[Pacemaker] Manging Virtual Machine's resource
Lon Hohberger
lhh at redhat.com
Fri May 16 16:15:03 UTC 2008
On Fri, 2008-05-16 at 15:58 +0200, Lars Marowsky-Bree wrote:
> On 2008-05-16T09:28:07, Lon Hohberger <lhh at redhat.com> wrote:
>
> > Because rgmanager and pacemaker diverged slightly on the OCF RA API
> > metadata bits, there might be some small tweaks required.
>
> Which reminds me to ask - this sounds as if you already did an analysis
> of these differences, can you share your thoughts on what they are and
> how we might overcome them?
Not completely done, but here are some of the differences from the RA
API -
rgmanager:
* parent/child relationships for implicit start-after/stop-before
* attribute inheritance (we have talked about this in the past;
it isn't hard, and may be beneficial)
* specification of child resource type ordering to prevent major
"gotchas" when defining resource groups (e.g. putting a
script on a file system but putting them in the wrong order,
causing errors)
* 'primary' attribute specification (not OCF compliant) is used to
identify resource instances
* use of LSB 'status' to implement OCF 'monitor' function (status isn't
specified in the RA API, but the monitor function as specified appears
to map to the LSB status function... so most of our agents do
monitor->status, though depth is still supported - maybe yours are the
same; haven't fully investigated)
* multiple references to the same resource instance - reference counts
are used to prevent starting the same resource on the same node multiple
times
* rgmanager allows reconfiguration of resource parameters without
restarting the resource; maybe pacemaker does too; haven't checked; uses
<parameter name="xxx" reconfig="1" .../> in the meta-data to enable it.
pacemaker:
* promote / demote resource operations
* UUIDs used to identify resource instances (I like this better than
what we do with type:primary_attr in rgmanager)
* clone resources and operations used to start (more or less) the same
resource on multiple nodes
General:
* resource migrate is likely done differently; not sure though (maybe
you can tell me?):
<resource-agent> migrate <target_host_name>
There will be more that I will come across, no doubt.
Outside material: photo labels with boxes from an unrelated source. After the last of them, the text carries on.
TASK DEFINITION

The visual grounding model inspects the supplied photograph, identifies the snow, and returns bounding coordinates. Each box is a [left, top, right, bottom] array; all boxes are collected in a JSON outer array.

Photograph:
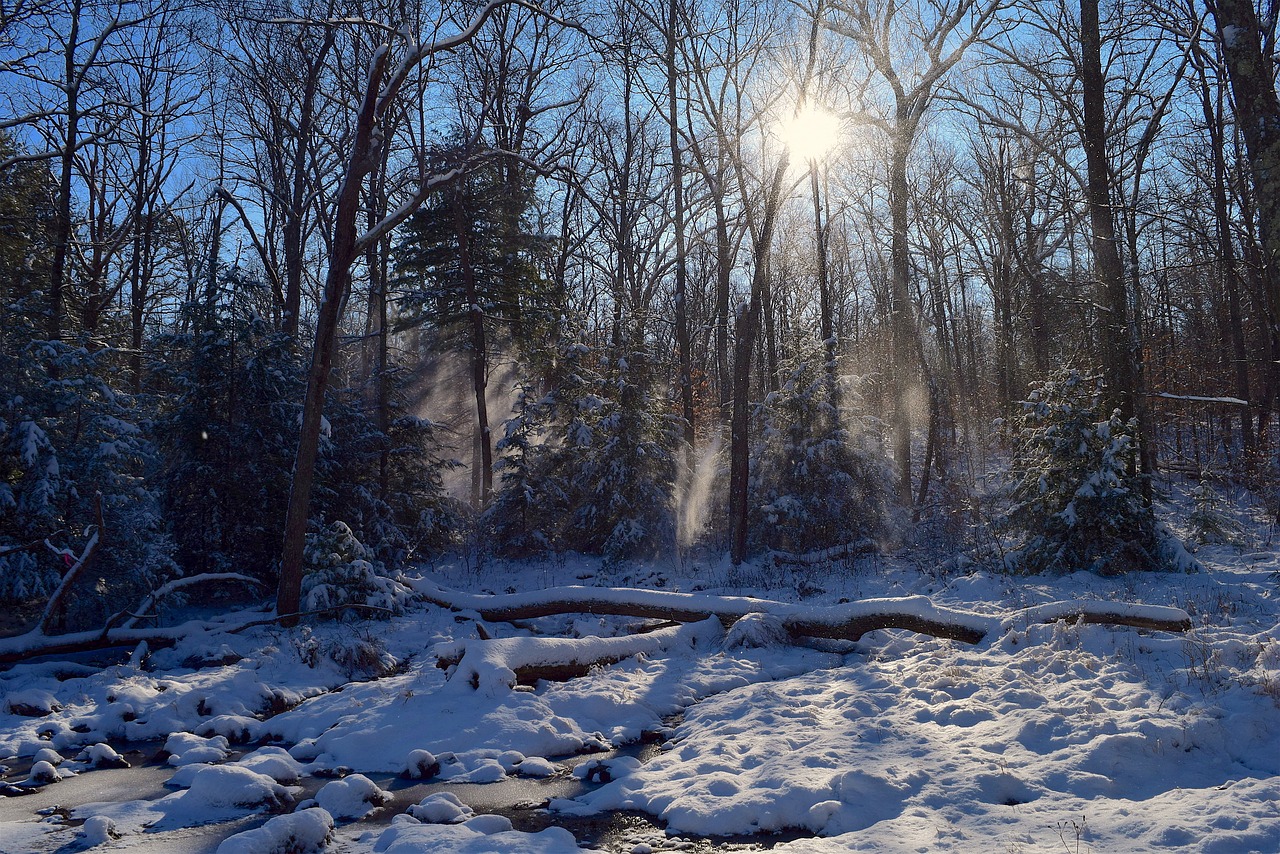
[[372, 816, 579, 854], [78, 816, 119, 848], [407, 791, 475, 825], [0, 504, 1280, 854], [218, 808, 333, 854], [303, 773, 392, 819]]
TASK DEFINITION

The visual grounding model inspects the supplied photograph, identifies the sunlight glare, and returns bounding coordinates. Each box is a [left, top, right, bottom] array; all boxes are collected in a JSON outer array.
[[781, 105, 840, 164]]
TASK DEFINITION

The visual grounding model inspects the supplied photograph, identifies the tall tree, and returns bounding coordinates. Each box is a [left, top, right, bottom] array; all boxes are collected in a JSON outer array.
[[827, 0, 1005, 503]]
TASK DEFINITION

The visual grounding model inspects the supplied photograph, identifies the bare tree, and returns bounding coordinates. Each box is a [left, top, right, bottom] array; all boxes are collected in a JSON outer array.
[[827, 0, 1005, 503], [275, 0, 570, 625]]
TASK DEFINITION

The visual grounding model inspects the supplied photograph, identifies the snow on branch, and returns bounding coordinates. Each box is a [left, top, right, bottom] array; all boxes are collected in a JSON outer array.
[[1144, 392, 1249, 406], [434, 617, 723, 694], [407, 579, 1190, 679]]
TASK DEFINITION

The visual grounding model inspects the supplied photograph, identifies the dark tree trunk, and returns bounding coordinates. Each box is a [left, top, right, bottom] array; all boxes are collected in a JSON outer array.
[[888, 137, 915, 507], [1208, 0, 1280, 460], [666, 0, 695, 453], [453, 193, 493, 510], [1080, 0, 1135, 420], [275, 52, 387, 627]]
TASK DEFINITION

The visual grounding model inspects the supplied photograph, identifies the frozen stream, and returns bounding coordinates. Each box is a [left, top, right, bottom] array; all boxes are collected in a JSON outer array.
[[0, 743, 791, 854]]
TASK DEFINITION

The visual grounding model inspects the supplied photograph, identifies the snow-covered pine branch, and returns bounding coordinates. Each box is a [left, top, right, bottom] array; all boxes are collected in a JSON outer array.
[[407, 579, 1190, 665]]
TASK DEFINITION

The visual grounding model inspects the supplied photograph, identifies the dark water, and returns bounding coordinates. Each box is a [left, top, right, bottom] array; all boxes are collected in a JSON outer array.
[[0, 743, 805, 854]]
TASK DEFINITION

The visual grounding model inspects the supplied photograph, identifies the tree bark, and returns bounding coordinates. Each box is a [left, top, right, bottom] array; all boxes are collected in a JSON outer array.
[[275, 49, 387, 627], [1207, 0, 1280, 460], [664, 0, 696, 448], [1080, 0, 1137, 421], [888, 136, 915, 507]]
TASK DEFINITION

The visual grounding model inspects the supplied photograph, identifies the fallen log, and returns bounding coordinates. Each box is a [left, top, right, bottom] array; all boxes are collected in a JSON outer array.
[[433, 620, 723, 691], [407, 579, 1190, 660]]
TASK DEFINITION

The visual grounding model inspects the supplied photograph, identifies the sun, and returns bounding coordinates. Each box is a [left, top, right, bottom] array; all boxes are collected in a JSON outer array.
[[780, 105, 840, 164]]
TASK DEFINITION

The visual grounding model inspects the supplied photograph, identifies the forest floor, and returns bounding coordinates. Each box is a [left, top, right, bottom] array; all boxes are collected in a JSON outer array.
[[0, 478, 1280, 854]]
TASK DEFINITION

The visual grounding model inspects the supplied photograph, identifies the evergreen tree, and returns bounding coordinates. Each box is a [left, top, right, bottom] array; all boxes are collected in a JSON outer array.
[[155, 270, 302, 580], [396, 149, 552, 346], [1005, 370, 1180, 575], [751, 353, 893, 553], [485, 343, 678, 563]]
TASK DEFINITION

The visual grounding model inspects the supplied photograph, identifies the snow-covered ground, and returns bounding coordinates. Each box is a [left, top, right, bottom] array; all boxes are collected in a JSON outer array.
[[0, 491, 1280, 854]]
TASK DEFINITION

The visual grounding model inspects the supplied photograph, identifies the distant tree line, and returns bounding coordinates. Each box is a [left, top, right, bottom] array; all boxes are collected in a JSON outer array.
[[0, 0, 1280, 622]]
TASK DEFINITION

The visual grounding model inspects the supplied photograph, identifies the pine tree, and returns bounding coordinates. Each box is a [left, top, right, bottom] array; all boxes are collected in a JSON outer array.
[[1005, 370, 1162, 575], [751, 353, 893, 553], [154, 270, 302, 580]]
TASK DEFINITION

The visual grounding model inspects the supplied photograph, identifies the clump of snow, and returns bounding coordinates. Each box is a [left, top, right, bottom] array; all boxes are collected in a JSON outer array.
[[401, 750, 440, 780], [724, 613, 790, 649], [218, 807, 333, 854], [406, 791, 475, 825], [164, 732, 229, 767], [76, 741, 129, 768], [449, 757, 507, 782], [3, 688, 63, 717], [76, 816, 120, 848], [27, 759, 63, 786], [302, 773, 392, 819], [196, 714, 262, 744], [183, 766, 293, 809], [374, 816, 581, 854], [31, 748, 64, 766], [236, 745, 302, 784], [516, 757, 559, 777]]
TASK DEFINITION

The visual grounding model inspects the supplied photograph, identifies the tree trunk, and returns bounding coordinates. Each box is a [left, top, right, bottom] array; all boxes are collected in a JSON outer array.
[[666, 0, 695, 448], [1080, 0, 1137, 421], [1208, 0, 1280, 460], [809, 169, 840, 407], [47, 0, 83, 341], [888, 136, 915, 507], [275, 51, 387, 627], [453, 193, 493, 510]]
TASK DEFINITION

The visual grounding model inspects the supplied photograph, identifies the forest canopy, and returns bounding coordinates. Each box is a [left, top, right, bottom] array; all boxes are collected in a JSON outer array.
[[0, 0, 1280, 631]]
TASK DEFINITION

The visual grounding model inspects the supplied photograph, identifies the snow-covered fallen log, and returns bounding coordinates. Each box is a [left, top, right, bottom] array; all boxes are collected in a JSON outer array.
[[434, 618, 723, 691], [408, 579, 1190, 660]]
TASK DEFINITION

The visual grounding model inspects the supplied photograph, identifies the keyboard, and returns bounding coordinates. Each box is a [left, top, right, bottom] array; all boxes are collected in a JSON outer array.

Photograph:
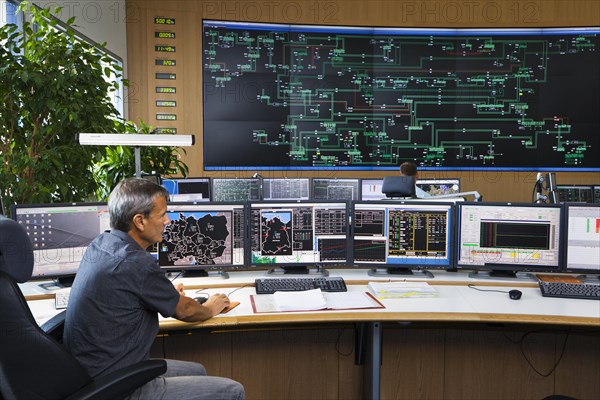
[[540, 282, 600, 300], [254, 277, 348, 294]]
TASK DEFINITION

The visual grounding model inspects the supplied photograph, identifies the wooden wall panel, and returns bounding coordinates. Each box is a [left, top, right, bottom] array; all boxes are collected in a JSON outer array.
[[126, 0, 600, 202]]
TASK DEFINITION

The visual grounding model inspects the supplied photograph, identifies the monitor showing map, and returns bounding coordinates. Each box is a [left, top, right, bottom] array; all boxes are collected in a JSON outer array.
[[158, 203, 245, 277]]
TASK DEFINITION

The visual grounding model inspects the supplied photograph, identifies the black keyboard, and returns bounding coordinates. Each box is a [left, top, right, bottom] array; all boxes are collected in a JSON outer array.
[[540, 282, 600, 300], [254, 276, 348, 294]]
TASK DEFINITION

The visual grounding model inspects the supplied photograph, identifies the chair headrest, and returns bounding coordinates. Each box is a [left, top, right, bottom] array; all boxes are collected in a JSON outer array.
[[381, 175, 417, 197], [0, 215, 33, 283]]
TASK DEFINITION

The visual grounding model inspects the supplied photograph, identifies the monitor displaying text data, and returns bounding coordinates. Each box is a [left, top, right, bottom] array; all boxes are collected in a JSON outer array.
[[351, 201, 454, 274], [212, 178, 262, 202], [262, 178, 310, 200], [249, 201, 349, 273], [312, 178, 360, 201], [11, 203, 110, 279]]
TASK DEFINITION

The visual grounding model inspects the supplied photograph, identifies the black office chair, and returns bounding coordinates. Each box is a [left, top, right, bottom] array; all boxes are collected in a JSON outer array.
[[0, 216, 167, 400], [381, 175, 417, 199]]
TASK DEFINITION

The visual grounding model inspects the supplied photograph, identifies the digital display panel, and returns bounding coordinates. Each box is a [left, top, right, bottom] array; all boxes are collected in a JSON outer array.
[[202, 20, 600, 171], [11, 203, 110, 279]]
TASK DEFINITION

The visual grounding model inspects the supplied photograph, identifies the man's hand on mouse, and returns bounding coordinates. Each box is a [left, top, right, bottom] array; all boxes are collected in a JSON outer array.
[[203, 293, 231, 316]]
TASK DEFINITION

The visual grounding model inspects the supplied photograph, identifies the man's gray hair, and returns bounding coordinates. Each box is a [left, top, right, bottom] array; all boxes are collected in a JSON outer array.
[[108, 178, 169, 232]]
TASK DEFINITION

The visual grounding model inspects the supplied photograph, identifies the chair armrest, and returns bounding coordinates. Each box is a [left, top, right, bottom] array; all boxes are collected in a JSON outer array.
[[65, 360, 167, 400], [40, 310, 67, 343]]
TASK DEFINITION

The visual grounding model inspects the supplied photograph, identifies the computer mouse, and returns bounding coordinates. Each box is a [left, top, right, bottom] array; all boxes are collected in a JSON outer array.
[[508, 289, 523, 300]]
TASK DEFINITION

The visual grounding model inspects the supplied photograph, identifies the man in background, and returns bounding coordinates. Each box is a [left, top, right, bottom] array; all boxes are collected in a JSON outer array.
[[400, 161, 431, 197], [64, 178, 244, 400]]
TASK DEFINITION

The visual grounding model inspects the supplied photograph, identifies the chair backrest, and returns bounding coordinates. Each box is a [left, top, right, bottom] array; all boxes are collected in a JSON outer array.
[[381, 175, 417, 198], [0, 217, 92, 400], [0, 215, 33, 283]]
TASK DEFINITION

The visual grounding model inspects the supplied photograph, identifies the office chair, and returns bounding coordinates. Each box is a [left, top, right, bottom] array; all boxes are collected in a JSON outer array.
[[381, 175, 417, 199], [0, 216, 167, 400]]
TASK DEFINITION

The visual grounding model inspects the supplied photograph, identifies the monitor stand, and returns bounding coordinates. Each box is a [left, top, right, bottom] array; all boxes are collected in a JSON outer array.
[[38, 276, 75, 290], [367, 267, 434, 279], [181, 269, 229, 279], [267, 265, 329, 276], [469, 270, 537, 281]]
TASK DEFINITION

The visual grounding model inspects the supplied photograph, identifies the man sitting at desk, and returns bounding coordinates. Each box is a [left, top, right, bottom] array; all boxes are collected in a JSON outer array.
[[400, 161, 431, 198], [64, 178, 244, 400]]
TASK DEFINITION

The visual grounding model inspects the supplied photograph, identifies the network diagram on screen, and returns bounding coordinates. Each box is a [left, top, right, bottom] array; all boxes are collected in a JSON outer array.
[[203, 21, 600, 171]]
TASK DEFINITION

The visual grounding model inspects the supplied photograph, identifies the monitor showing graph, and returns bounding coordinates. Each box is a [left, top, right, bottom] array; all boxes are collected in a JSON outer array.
[[457, 202, 563, 276], [565, 204, 600, 274]]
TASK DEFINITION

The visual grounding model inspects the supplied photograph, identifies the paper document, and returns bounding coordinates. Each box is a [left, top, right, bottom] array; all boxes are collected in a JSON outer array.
[[368, 282, 438, 299], [250, 289, 385, 313], [273, 289, 327, 311]]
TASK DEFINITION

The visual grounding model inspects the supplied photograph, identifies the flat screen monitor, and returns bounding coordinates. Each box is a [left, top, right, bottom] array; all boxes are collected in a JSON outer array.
[[312, 178, 360, 201], [262, 178, 310, 200], [161, 178, 210, 202], [457, 203, 563, 279], [555, 185, 594, 203], [351, 200, 454, 278], [11, 203, 110, 285], [360, 179, 385, 201], [212, 178, 261, 202], [249, 201, 349, 274], [158, 202, 246, 277], [417, 178, 460, 196], [565, 204, 600, 274]]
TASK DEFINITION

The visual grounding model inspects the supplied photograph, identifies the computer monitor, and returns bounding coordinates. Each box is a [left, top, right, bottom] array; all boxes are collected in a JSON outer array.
[[249, 201, 349, 275], [312, 178, 360, 201], [456, 203, 563, 279], [161, 178, 210, 202], [11, 203, 110, 287], [351, 200, 454, 278], [212, 178, 261, 202], [360, 178, 385, 201], [555, 185, 594, 203], [565, 204, 600, 281], [262, 178, 310, 200], [158, 202, 246, 278], [416, 178, 460, 196]]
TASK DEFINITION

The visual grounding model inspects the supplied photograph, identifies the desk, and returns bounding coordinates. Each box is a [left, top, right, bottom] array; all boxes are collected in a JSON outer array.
[[24, 270, 600, 399]]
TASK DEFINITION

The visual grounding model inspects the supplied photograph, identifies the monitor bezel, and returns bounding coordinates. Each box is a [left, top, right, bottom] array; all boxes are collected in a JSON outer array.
[[156, 201, 248, 275], [10, 201, 108, 286], [563, 203, 600, 275], [246, 200, 351, 273], [161, 176, 212, 203], [351, 199, 456, 273], [310, 177, 362, 202], [455, 202, 565, 277], [262, 177, 312, 201], [210, 178, 262, 203]]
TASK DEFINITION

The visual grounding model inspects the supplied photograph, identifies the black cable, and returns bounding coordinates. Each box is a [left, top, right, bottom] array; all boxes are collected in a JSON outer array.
[[467, 283, 508, 293]]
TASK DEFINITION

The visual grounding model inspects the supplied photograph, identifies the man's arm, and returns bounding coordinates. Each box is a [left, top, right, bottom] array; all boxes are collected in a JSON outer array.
[[173, 293, 230, 322]]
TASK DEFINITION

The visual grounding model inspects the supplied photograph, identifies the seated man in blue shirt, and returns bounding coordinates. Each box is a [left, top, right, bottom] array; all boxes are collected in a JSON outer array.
[[64, 178, 244, 400], [400, 161, 431, 198]]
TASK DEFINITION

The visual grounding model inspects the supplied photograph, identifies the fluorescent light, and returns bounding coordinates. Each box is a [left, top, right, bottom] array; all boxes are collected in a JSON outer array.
[[79, 133, 195, 147]]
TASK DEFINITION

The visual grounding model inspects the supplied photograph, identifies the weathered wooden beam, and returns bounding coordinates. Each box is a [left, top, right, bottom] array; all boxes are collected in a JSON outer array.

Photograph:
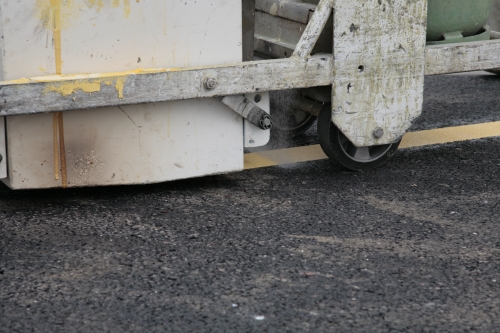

Those are just
the ones on the surface. I do not believe any of them are hard to deal
with.
I think we both diverged in a compatible way here:
* <parameter ... required="1" .../> means this parameter must be
specified for a given resource instance.
> > For the fencing agent to work with domUs (that are moving around), dom0s
> > need to be in a CMAN+openais cluster right now, but we could drop this
> > and make this an openais-only requirement if you'd like (it shouldn't be
> > hard, but we'd lose physical node fencing information in the
> > short-term).
>
> How so? At least in case of pacemaker/crm, the CRM orchestrates the
> migration, and thus always knows where it's running. (And this is DomUs
> as a resource, so I'm not sure how fencing fits into this picture.)
I believe the idea was to use virtual machines resources, with those
virtual machines in a cluster of their own.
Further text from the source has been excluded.